Un secouriste expérimenté, engagé au poste médical avancé, raconte avoir été submergé par l’émotion une fois sa mission terminée. « En Italie, j’ai vécu des avalanches et des tremblements de terre. Là-bas, les causes étaient naturelles. À Strépy, la cause était humaine. » Ce professionnel retient avant tout la solidarité et la bienveillance qui ont marqué cette journée, même si l’émotion reste encore très présente aujourd’hui.

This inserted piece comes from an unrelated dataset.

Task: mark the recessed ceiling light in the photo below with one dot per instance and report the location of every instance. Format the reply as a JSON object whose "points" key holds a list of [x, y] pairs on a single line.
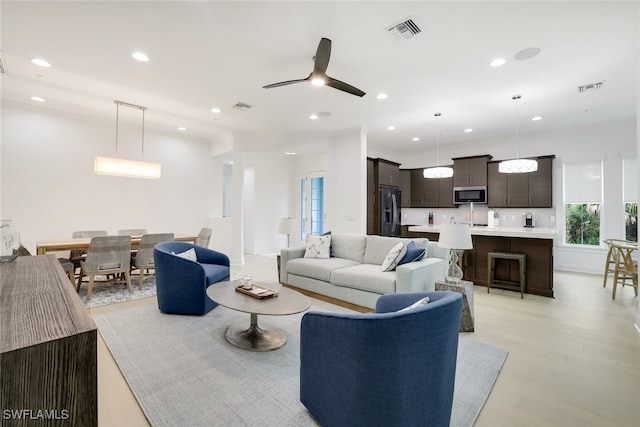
{"points": [[41, 62], [140, 56], [527, 53]]}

Une médecin de Charleroi, forte de vingt années d’expérience, a également été appelée sur les lieux. À son arrivée, elle a croisé un homme qui la suppliait de sauver son père. Affectée au poste médical avancé, elle s’est retrouvée confrontée à un très grand nombre de blessés. « Il fallait prendre des décisions rapidement et tenter de faire les choses correctement », confie-t-elle avec émotion. Elle souligne le calme et l’entraide qui régnaient parmi les équipes de secours. Comme d’autres intervenants, elle évoque une véritable « médecine de guerre » et un profond sentiment d’impuissance face à l’ampleur de la tragédie. « Quelle horreur… c’est vraiment une horreur », a-t-elle déclaré.
Un ambulancier du SMUR d’un hôpital carolorégien, actif depuis plus de vingt ans, a lui aussi été envoyé au poste médical avancé. Il se souvient de six corps sans vie et de nombreux blessés. Cette intervention l’a profondément marqué. « Après le débriefing, organisé deux jours plus tard, on voulait me mettre sur une voie de garage. J’ai craqué. Quelques jours après, le 1er avril, j’ai appelé mon chef pour lui dire que je ne dormais plus. On m’a répondu que je devais fumer un joint pour me détendre. » Lorsqu’il a repris le travail, il fonctionnait en pilote automatique, hanté par les images de Strépy. En août, son corps a fini par céder. Avec courage, il a ensuite entrepris une formation d’aide-soignant.
Un autre pompier est intervenu directement sur le véhicule impliqué. Il a participé à l’extraction des victimes, dont Fifa, dont l’état se dégradait rapidement. « Nous avons dû découper le pare-brise pour extraire la personne décédée afin de pouvoir porter secours à celle qui était en urgence vitale. Je ne me souviens même plus de l’état du pare-brise », explique-t-il. Il évoque un profond sentiment d’impuissance ainsi qu’une grande empathie envers les familles touchées. Selon lui, beaucoup de pompiers connaissaient au moins une personne présente au carnaval ce jour-là.